Time Series Analysis – Is Modeling with Deep Learning/Classic Statistics Useless If p-Value Fails to Reject Null Hypothesis?

correlationmultivariate analysisneural networksp-valuetime series

Working with general data(not timeseries) is it worth to create a e.g deep-learning model if the p values for correlation between e.g x and y makes us not be able to reject the null hypothesis(zero correlation)?

Or for timeseries and my task:

Working with RNN/CNN/VAR-models or timeseries in general, is it even worth to do it if several variables fails an granger causality test?

I am working on a timeseries prediction task where i have two features(budgets) and one target(sales) and i came across this and this question arose. The variance for the variable(budget) that fails the test is really low and the one that pass it have high variance. The target sales have high autocorrelation since it is really dependent on month, date, day of week etc… this can be clearly seened with a decompose.

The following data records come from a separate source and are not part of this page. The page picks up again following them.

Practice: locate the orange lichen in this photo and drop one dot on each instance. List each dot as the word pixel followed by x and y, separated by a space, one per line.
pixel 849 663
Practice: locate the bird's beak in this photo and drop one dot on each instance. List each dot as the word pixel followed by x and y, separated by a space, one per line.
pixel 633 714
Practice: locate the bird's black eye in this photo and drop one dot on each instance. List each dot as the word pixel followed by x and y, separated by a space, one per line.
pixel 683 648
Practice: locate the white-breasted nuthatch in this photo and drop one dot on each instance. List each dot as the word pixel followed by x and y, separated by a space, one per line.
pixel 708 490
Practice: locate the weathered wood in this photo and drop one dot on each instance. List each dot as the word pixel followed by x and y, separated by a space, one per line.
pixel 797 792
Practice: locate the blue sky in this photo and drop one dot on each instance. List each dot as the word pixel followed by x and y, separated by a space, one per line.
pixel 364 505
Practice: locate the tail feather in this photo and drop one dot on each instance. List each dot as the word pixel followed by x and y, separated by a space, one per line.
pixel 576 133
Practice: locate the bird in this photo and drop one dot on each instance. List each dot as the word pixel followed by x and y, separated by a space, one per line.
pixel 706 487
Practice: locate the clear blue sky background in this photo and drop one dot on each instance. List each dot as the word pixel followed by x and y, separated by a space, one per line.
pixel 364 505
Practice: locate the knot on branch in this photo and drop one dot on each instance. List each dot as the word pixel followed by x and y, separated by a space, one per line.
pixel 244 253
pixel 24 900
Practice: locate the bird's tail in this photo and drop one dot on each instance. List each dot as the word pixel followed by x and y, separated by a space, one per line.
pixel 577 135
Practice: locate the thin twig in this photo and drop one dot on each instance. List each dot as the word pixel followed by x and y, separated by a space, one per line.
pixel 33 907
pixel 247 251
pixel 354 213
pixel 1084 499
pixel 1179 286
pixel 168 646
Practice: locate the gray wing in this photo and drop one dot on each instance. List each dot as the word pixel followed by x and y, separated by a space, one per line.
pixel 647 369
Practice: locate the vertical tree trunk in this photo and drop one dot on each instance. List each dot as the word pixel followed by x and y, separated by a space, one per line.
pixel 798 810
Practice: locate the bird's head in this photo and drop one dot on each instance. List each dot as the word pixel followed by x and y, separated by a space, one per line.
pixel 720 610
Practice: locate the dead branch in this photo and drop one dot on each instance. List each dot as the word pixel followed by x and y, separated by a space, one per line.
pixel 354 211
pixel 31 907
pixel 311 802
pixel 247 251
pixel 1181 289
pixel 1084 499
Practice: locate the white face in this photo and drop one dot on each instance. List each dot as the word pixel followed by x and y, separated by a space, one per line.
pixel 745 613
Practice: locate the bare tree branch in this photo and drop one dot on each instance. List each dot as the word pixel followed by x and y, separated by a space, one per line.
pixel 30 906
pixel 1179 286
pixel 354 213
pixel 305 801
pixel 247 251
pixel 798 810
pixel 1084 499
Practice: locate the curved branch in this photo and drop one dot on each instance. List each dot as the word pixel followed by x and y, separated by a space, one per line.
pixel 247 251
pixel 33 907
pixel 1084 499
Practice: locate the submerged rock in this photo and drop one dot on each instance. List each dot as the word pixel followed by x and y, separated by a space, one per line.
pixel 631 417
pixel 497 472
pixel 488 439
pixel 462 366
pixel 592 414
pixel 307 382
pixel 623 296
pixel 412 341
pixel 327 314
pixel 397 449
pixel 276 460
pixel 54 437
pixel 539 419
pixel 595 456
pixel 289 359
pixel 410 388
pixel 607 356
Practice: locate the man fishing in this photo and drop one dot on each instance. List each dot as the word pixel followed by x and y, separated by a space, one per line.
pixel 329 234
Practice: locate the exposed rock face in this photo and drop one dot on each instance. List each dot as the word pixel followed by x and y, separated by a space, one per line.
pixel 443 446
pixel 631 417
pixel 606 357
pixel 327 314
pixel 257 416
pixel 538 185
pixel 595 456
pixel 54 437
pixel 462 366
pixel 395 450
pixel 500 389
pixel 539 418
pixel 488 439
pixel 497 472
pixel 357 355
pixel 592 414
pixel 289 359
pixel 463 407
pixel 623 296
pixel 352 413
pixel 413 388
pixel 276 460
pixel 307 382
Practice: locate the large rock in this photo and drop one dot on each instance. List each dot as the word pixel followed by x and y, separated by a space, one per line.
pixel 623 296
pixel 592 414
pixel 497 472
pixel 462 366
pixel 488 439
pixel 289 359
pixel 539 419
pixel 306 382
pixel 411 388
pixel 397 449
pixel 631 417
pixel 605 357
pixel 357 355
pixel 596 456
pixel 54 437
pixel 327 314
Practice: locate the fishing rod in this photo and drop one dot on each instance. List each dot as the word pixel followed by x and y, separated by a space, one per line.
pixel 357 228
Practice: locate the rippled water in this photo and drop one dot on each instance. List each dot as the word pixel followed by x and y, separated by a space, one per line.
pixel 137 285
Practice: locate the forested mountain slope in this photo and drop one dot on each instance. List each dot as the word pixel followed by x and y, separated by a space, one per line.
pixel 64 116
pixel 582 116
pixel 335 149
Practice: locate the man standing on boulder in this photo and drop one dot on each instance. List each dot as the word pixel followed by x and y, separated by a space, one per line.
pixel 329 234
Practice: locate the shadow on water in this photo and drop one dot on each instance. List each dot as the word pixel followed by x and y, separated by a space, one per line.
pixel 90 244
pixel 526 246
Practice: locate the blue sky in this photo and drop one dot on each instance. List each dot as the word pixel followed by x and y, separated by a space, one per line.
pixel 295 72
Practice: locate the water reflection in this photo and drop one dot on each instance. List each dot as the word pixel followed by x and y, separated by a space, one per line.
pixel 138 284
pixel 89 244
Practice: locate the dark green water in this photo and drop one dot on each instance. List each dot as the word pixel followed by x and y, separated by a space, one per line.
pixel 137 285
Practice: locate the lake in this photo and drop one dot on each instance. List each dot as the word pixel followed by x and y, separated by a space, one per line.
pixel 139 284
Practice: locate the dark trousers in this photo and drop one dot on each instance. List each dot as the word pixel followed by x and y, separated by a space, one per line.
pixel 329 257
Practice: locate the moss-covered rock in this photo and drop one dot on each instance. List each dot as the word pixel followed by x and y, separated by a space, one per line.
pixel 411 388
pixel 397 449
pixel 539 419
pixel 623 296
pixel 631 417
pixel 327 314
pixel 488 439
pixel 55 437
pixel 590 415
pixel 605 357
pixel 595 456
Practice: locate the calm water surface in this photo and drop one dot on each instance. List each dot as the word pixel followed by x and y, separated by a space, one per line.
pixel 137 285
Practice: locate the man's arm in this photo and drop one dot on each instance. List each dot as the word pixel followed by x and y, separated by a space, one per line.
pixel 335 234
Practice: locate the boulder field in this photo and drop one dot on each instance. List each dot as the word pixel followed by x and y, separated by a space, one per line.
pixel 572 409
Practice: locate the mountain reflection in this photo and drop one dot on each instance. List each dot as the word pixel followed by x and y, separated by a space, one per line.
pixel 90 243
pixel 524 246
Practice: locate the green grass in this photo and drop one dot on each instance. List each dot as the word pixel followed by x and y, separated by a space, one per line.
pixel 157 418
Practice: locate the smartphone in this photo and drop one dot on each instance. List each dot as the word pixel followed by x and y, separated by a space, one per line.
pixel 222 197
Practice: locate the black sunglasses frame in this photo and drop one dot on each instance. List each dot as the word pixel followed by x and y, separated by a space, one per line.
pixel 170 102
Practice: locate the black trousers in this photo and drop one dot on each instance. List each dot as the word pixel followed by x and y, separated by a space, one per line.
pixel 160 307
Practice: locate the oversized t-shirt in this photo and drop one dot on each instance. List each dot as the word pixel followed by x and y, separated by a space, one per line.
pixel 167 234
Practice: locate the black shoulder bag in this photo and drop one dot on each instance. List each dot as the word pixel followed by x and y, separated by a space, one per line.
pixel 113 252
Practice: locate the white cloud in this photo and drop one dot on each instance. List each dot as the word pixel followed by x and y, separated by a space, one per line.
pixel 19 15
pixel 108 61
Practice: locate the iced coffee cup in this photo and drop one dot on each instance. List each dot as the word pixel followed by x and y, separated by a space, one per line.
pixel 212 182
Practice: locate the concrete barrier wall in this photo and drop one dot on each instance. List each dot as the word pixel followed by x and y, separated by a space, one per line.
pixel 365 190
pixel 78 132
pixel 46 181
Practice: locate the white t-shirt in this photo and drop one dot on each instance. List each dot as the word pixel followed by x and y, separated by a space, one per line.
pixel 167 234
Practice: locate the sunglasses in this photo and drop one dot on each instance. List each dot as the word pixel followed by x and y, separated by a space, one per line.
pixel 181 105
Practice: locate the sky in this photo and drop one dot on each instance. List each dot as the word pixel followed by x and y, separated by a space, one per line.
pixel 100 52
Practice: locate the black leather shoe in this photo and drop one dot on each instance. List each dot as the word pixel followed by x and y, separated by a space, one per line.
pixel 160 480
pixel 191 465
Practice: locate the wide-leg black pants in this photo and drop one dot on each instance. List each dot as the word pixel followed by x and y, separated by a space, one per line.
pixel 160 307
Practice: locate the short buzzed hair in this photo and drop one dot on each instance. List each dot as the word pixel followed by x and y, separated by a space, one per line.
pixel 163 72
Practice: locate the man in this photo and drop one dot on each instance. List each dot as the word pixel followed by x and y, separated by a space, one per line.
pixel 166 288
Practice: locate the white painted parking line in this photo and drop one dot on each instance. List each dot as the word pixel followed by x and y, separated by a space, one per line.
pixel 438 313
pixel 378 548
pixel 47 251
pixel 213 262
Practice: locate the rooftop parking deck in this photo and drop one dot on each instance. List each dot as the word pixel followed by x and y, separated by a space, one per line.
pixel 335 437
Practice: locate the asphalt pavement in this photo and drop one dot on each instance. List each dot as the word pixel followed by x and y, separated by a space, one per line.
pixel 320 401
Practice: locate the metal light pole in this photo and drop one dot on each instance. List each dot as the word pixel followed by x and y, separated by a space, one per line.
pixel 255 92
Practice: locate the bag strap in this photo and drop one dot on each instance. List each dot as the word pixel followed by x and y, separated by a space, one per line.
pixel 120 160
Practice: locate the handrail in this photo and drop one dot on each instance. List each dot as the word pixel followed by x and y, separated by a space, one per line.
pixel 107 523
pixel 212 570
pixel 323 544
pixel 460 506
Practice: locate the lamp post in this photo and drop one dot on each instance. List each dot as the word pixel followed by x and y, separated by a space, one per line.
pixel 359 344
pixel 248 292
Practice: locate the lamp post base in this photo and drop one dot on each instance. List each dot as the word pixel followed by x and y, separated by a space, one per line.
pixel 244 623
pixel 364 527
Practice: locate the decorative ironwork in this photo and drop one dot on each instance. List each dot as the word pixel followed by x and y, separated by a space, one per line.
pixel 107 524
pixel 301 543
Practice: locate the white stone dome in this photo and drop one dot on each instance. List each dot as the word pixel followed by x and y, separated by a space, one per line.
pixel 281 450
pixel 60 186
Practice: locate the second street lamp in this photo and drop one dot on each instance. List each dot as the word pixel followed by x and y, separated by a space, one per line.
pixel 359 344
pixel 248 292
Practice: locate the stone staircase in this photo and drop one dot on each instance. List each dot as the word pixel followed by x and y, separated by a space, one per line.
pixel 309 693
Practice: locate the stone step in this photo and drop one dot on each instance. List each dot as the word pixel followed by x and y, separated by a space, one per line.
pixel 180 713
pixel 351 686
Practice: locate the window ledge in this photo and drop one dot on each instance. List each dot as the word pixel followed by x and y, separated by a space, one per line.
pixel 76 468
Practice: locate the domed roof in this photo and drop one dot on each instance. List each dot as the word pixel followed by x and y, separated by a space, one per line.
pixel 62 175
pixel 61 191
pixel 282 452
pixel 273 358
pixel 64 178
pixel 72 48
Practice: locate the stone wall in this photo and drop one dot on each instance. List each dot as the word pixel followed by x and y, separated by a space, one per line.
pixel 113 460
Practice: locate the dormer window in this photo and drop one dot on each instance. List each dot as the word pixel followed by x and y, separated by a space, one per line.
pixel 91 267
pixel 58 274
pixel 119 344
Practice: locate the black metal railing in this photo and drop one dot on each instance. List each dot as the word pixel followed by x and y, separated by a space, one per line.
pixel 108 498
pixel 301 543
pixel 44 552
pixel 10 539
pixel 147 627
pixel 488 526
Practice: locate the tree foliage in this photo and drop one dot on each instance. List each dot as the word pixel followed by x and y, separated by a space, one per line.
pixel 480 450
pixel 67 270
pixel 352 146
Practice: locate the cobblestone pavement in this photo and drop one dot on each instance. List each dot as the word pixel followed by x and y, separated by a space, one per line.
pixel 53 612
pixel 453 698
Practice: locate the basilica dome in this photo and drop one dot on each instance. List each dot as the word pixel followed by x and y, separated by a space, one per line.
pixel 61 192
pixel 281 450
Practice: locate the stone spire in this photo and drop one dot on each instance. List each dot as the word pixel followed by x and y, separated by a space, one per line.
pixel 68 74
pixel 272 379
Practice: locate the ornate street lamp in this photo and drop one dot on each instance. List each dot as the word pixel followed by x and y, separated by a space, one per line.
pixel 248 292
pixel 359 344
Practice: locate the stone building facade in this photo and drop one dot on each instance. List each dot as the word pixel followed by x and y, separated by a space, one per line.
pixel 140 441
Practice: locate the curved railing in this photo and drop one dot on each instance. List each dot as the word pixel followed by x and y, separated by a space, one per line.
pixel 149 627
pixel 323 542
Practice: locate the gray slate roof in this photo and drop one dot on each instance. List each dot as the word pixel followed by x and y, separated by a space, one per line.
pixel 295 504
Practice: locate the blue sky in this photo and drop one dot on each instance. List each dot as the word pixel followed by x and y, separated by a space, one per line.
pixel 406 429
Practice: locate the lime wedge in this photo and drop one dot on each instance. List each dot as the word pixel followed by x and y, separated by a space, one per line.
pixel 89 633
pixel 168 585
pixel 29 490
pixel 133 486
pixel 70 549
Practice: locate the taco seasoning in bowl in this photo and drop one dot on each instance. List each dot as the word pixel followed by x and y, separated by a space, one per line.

Why i am doing this is to be able to adjust the features for maximizing the output y. So the relation between the features(budgets) and y(sales) is key.
Hence just modelling the autocorrelation of the target y is useless in my case.
Why i am doing this is to be able to adjust the features for maximizing the output y. So the relation between the features(budgets) and y(sales) is key.
Hence just modelling the autocorrelation of the target y is useless in my case.
So maybe arimax would be the way to go… but then im stuck on base 1, what if the variables dont pass any tests.. how can i be sure that i dont just pick up the the autocorrelation of y and not the relation between the features and y?

I want the general idea behind the model to work on different datasets, but since the relations between variables can differ alot depending on dataset i would probably train one model on each and every dataset.
The datasets are quite small(60-120 timesteps) depending on the dataset..

I stationarized the timeseries before the test.. However i have not checked that the data can be adequately described by a linear model" so i head to that next. Probably it will not be.
Is there any best practice for checking the causality for nonlinear relationships?

Lets say i instead of treating the data as a series inject the time data as variables, e.g instead of (budget1, budget2) and a series i have features(budget1, budget2, day, month) per timestep, am i running into any risks? i assume based on previous understandings(high correlation between date and target) that i will see a strong correlation between the date variables and y and maybe less so between the budgets and y.

Another idea would be to sum the budgets for an month and then predict the total sales for that month, and then let it roll one timestep per sample.

So im thinking about this: I could adjusted the the features for a month and see the output and maybe from then it could pass the test. I assume quite drastic shifts of values would be the best, Could this be a smart strategy?

Best Answer

Welcome to Cross Validated!

Like any statistical test, the Granger Causality test has certain assumptions that need to be met for the results of the test to be valid/useful.

For the Granger Causality test, the assumptions are: (i) that it is covariance stationary (i.e., the mean and variance of each time series do not change over time), and (ii) that it can be adequately described by a linear model. source

(You will find that these two assumptions are common among many time-series statistical tests). That's for time series.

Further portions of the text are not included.